Dr. Eben Rosenthal and his team published an Open Access article that is currently in the top quarter of all research outputs scored by Altmetric.

An open access article published by Dr. Rosenthal’s team in Nov 2020 is currently In the top 25% of all research outputs scored by Altmetric.

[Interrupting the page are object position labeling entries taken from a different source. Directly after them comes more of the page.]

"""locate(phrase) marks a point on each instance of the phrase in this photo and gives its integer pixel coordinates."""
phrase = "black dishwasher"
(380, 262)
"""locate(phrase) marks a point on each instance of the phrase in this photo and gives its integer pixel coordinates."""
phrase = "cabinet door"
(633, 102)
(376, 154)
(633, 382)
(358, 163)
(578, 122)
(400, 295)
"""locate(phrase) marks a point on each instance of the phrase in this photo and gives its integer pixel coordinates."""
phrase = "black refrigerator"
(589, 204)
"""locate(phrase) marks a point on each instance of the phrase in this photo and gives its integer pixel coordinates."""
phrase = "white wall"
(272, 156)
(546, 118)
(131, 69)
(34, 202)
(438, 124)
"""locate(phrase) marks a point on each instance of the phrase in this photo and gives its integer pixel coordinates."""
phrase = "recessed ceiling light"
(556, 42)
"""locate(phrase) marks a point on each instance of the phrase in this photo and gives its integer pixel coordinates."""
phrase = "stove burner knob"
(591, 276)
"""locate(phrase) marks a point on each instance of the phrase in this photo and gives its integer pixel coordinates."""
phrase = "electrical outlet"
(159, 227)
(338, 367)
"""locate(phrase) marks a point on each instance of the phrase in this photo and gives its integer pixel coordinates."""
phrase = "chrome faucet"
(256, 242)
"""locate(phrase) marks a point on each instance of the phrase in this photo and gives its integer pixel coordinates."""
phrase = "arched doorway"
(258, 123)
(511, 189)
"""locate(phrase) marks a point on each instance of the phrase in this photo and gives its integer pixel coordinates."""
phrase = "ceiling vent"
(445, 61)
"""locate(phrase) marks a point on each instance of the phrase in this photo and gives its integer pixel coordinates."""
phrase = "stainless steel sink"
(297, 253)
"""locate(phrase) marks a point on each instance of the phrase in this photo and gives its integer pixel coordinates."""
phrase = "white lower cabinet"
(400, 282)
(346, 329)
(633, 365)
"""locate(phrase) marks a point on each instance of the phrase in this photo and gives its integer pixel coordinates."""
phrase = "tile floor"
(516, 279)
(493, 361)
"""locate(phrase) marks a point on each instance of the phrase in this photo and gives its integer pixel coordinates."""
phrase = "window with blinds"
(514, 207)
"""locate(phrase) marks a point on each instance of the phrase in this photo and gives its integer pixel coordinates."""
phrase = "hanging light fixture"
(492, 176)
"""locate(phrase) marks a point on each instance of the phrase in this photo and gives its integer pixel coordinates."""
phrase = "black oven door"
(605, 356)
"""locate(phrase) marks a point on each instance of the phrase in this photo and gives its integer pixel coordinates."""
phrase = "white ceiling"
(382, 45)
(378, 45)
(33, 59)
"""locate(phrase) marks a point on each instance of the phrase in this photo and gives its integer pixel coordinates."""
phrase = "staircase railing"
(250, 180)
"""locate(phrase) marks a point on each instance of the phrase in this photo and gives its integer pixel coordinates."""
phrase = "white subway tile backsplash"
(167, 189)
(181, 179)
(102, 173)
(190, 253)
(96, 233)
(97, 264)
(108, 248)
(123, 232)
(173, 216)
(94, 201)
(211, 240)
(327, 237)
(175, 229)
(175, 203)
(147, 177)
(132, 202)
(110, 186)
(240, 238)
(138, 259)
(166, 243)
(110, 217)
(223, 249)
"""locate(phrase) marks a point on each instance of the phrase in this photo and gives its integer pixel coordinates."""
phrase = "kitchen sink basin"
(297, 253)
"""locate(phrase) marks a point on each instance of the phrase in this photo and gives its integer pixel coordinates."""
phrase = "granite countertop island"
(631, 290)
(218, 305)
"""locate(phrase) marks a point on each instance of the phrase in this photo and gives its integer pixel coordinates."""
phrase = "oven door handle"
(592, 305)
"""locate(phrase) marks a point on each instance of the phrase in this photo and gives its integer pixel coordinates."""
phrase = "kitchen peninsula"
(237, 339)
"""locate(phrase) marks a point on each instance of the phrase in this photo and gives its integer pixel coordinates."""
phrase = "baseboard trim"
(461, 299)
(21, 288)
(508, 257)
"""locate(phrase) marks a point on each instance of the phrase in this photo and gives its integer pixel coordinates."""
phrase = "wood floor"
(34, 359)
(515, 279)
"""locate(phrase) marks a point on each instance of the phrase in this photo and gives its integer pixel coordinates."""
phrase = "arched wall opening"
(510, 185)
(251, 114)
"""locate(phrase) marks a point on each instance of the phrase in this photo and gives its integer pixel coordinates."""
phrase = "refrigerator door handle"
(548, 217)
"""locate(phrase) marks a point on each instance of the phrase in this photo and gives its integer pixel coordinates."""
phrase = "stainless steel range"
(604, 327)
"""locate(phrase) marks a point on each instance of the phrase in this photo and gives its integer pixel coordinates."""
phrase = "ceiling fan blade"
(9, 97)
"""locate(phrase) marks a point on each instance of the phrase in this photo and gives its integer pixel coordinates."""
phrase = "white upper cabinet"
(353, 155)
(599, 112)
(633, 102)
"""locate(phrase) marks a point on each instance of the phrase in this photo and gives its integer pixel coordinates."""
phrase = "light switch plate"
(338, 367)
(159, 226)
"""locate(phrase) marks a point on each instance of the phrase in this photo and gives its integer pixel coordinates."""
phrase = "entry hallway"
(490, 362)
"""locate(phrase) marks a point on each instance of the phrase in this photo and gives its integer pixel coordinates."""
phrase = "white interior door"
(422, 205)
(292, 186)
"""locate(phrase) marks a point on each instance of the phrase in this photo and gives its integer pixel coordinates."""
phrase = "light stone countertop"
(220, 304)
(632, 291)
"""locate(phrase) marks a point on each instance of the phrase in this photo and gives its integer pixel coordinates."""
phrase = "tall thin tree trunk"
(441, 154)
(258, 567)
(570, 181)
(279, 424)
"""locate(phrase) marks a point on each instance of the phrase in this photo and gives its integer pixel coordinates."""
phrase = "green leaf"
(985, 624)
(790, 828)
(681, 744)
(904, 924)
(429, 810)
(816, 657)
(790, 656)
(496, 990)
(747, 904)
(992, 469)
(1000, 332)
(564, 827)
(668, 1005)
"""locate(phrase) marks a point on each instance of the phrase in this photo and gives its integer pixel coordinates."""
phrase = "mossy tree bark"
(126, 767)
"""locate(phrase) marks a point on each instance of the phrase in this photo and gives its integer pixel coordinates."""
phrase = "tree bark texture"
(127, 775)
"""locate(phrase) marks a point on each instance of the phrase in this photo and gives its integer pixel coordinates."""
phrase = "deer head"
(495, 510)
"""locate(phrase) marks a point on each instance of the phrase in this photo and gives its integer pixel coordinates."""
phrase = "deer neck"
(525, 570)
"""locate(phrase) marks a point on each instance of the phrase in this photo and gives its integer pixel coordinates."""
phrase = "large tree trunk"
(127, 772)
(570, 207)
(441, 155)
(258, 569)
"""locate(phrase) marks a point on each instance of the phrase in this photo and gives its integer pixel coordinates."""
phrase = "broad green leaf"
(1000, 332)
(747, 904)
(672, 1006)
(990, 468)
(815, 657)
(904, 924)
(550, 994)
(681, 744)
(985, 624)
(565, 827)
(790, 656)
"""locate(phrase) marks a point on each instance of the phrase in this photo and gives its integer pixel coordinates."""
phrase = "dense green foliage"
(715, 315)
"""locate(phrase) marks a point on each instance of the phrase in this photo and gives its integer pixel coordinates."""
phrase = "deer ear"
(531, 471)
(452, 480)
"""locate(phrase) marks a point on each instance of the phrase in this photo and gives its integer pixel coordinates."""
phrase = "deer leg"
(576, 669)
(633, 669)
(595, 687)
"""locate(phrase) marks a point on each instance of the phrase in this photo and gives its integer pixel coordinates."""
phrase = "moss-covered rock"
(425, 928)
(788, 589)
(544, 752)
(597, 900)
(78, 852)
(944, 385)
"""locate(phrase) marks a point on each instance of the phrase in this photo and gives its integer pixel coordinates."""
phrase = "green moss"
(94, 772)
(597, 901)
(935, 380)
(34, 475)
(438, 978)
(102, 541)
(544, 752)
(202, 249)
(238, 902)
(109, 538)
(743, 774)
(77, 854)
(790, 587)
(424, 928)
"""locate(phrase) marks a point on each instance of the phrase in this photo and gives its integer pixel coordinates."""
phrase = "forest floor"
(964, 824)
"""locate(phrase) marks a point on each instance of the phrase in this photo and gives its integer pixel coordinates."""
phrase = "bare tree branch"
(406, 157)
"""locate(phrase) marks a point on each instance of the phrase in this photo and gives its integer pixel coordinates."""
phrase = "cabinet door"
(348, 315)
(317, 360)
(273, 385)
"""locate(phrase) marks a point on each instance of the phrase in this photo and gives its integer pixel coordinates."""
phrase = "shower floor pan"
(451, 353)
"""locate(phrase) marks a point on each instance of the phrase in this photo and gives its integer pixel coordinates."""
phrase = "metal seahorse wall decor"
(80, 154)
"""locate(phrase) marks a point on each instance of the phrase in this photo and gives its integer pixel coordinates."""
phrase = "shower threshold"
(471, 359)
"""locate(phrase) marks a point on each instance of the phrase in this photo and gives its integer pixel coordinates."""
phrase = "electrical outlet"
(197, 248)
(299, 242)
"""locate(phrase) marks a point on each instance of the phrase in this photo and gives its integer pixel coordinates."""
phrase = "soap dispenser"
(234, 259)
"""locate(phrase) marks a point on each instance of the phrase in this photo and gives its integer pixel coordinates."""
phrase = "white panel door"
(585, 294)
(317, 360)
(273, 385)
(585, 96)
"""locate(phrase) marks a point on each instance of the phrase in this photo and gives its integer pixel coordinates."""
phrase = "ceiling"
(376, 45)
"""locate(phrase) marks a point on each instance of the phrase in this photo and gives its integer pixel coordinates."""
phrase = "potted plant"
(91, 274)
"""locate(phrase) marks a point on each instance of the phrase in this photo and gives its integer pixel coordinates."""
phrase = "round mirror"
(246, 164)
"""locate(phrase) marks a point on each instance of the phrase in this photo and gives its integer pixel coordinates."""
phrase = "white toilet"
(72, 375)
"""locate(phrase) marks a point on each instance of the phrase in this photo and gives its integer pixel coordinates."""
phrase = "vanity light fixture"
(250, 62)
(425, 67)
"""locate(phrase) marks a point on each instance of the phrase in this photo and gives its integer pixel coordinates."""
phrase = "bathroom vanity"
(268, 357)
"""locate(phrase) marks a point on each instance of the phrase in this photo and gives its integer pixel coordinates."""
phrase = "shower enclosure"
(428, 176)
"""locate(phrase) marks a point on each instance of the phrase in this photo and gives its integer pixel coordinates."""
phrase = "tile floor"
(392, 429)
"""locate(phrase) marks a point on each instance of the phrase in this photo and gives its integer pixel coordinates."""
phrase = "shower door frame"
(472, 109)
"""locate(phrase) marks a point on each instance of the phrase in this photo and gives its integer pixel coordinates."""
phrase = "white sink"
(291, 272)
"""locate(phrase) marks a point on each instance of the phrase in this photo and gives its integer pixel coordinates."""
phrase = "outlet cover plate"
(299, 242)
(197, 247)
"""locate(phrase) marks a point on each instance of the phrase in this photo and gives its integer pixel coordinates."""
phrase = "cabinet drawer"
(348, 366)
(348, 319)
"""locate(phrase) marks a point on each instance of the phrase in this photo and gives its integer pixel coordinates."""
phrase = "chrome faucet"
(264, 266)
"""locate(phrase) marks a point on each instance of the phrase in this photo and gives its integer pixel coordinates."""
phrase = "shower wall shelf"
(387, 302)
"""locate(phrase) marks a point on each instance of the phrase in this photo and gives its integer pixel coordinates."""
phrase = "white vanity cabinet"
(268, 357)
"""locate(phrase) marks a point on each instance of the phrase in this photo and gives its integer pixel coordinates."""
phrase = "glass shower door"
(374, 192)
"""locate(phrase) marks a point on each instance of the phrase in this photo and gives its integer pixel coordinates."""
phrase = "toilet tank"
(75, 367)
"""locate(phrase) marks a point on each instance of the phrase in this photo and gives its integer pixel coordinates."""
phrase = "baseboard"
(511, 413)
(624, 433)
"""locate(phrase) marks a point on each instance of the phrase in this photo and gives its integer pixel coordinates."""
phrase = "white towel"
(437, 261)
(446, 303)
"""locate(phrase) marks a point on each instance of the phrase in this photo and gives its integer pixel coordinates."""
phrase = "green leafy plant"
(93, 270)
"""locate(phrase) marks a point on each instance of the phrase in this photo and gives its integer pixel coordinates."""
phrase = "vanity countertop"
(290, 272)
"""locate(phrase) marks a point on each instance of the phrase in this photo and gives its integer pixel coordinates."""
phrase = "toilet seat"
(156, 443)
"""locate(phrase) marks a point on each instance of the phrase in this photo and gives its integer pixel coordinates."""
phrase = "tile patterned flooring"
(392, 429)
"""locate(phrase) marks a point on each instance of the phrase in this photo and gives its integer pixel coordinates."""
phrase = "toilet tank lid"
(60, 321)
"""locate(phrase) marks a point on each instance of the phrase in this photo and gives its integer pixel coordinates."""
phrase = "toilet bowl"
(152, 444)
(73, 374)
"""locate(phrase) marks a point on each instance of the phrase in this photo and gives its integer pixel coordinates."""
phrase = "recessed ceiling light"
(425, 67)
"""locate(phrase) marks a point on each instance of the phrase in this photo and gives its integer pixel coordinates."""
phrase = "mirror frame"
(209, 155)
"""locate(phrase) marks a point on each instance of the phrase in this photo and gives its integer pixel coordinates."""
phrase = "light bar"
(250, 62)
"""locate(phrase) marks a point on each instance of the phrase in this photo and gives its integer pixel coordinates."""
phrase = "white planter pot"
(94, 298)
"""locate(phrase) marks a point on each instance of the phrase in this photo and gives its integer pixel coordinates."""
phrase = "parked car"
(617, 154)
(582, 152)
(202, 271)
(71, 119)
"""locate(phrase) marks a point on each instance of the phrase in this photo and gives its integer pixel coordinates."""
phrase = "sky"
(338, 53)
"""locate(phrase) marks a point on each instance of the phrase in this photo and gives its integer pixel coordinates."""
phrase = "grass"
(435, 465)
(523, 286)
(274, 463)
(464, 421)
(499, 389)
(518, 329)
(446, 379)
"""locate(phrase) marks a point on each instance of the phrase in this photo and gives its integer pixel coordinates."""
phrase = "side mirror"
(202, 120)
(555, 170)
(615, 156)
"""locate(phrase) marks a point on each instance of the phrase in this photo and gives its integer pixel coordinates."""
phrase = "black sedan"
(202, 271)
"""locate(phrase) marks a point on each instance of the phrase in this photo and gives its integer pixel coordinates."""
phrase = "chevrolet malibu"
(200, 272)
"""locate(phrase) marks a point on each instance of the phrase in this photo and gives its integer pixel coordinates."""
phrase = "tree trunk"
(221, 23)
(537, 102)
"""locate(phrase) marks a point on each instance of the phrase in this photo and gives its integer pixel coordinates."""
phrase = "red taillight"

"Co-administered antibody improves penetration of antibody–dye conjugate into human cancers with implications for antibody–drug conjugates”
Guolan Lu, Naoki Nishio, Nynke S. van den Berg, Brock A. Martin, Shayan Fakurnejad, Stan van Keulen, Alexander D. Colevas, Greg M. Thurber & Eben L. Rosenthal.

Abstract
Poor tissue penetration remains a major challenge for antibody-based therapeutics of solid tumors, but proper dosing can improve the tissue penetration and thus therapeutic efficacy of these biologics. Due to dose-limiting toxicity of the small molecule payload, antibody-drug conjugates (ADCs) are administered at a much lower dose than their parent antibodies, which further reduces tissue penetration. We conducted an early-phase clinical trial (NCT02415881) and previously reported the safety of an antibody-dye conjugate (panitumumab-IRDye800CW) as primary outcome. Here, we report a retrospective exploratory analysis of the trial to evaluate whether co-administration of an unconjugated antibody could improve the intratumoral distribution of the antibody-dye conjugate in patients. By measuring the multiscale distribution of the antibody-dye conjugate, this study demonstrates improved microscopic antibody distribution without increasing uptake (toxicity) in healthy tissue when co-administered with the parent antibody, supporting further clinical investigation of the co-administration dosing strategy to improve the tumor penetration of ADCs.

March 1, 2021

NIH awards $2.4M to Dr. Nayak's research, March 1, 2021

Dr. Nayak's R-01 independent investigator grant application to the NIH was funded this morning (3/1/2021) by the National Heart, Lung and Blood Institute (NHLBI). This is a 5-year award (3/1/2021 - 1/31/2026) totaling $2.4M, to support his laboratory group's pre-clinical in vitro and in vivo animal model work to optimize the transplantation of CRISPR gene-corrected human stem cells into the airway epithelium, as a candidate treatment for cystic fibrosis sinusitis. Co-Investigators on this award, all within Stanford University, include Drs. Matthew Porteus (Pediatrics and Biochemistry), Tushar Desai (Pulmonary Critical Care Medicine), Y. Peter Yang (Orthopedics), and Jeffrey Wine (Psychology, CF Biology).